Now More Than Ever, We Need the Wisdom of Sports
Sports have mostly returned after being shut down due to COVID-19. From international and national football (soccer) to MLB, NBA, and golf, games have at least returned to TV for our pleasure. Although much is different due to all of the necessary health protocols, the essence of sports, competition, and what it means to be a part of a team, fans are back.
We should revisit some of those truths in light of our current culture.
Detachment
I love sports, from competing to watching them as a fan to now being the father of children participating in sports. Sports can teach lessons to all of us, no matter our relationship with them. That said, there might also have been some good from the break.
There is a beautiful spiritual truth about detachment. When you fast or actively give something up—in this case, you are forced to give it up—you can see things more clearly. You become rightly ordered, if you will.
As a worldwide community that at times can be fanatically attached to sports and our teams, we experienced firsthand that our lives could exist without the 24/7 sports news onslaught. More so, especially, we American parents were able to take a necessary breather from our busy sports schedules, leaving our kids to be kids. It doesn’t mean we gave up on sports; instead, we had the time to become rightly ordered more holistically and healthily to our relationship with sports. As a result, the time away from it rekindled and gave us the eyes to see the virtues and great attributes that athletics can provide.
Fans
As a fan, sports provide a healthy escape from our everyday lives. It provides entertainment and fosters a natural connection to others where we look with excitement at something outside of ourselves. That is always a great thing.
During these times, when division and tension reign supreme, sports provide common ground. Race, creed, political affiliation, or anything else we find to argue about becomes secondary to the same color jerseys we wear while we cheer our team on. Boy, do we need more sports than ever to experience a sense of unity with our neighbors again?
Player/Team
For most of the first half of my life, playing sports and being a part of a team taught me more about being a part of a community than anything else during my early years.

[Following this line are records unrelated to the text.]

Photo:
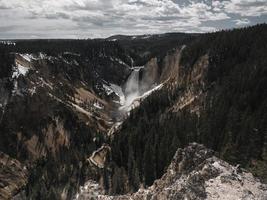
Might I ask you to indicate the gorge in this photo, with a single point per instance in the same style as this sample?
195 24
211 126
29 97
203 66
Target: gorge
124 117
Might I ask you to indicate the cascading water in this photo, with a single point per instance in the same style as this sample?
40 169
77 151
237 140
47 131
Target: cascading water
132 88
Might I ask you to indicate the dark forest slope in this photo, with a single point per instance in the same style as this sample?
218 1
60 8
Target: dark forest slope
218 98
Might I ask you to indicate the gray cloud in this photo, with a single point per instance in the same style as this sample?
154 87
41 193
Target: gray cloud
102 18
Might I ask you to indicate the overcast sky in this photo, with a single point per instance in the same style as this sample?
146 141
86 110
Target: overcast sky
102 18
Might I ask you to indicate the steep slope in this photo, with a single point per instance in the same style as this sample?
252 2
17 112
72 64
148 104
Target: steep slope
115 112
60 100
194 173
213 94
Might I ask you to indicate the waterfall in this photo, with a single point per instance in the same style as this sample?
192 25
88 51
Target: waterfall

First, it taught me what it means to be in a healthy relationship or a group. We frequently hear that, as players, we are to play for the name on the front of the jersey, not the name on the back. I believe that is half true. We play for both. We don’t lose ourselves to having a healthy relationship with others. Instead, by becoming fully who we are and who we are made to be while in communion with others doing the same, a relationship is forged to create a healthy team and/or community. We never should lose ourselves for the sake of others.
Secondly, when I was 17 years old, I walked into my first professional locker room. I was one of 10 Americans or so on a team of 35. I had teammates from Puerto Rico, Venezuela, Mexico, and the Dominican Republic. I had teammates from Australia and Canada. Even my teammates from the USA came from the four corners of this country. What we all brought into that locker room were our differences. We had different races, religions, and languages. We had different socio-economic backgrounds and education. Yet, I learned throughout my career that the differences did not break any sense of team or community. What broke down our sense of team and community was our ego (pride), which was just a front for our deep insecurities. Insecurities come from being unable to look into the mirror and love the person looking back. Many of us believed that our primary identity and self-worth were rooted in the ability to hit a ball with a bat, not because we were uniquely made and loved. In light of the problems we face in our communities today, would those same principles apply? I believe that they might.
The world seems to be on fire at the moment. Having had the time to become rightly ordered in our relationship with sports, we need healthy distractions and are ready to be entertained. We are again prepared to be exposed to the great virtues and lessons that can heal the divisions we feel.
One game at a time, we might begin to change our communities for the better while holding a hot dog and beer on our couches.
As long as it is safe to do so, I say, “Playball!”
(Hopp YB!! The picture above was from a Champions League Match between Manchester United and the Young Boys. It was one of my great memories with the boys of our time in Switzerland.)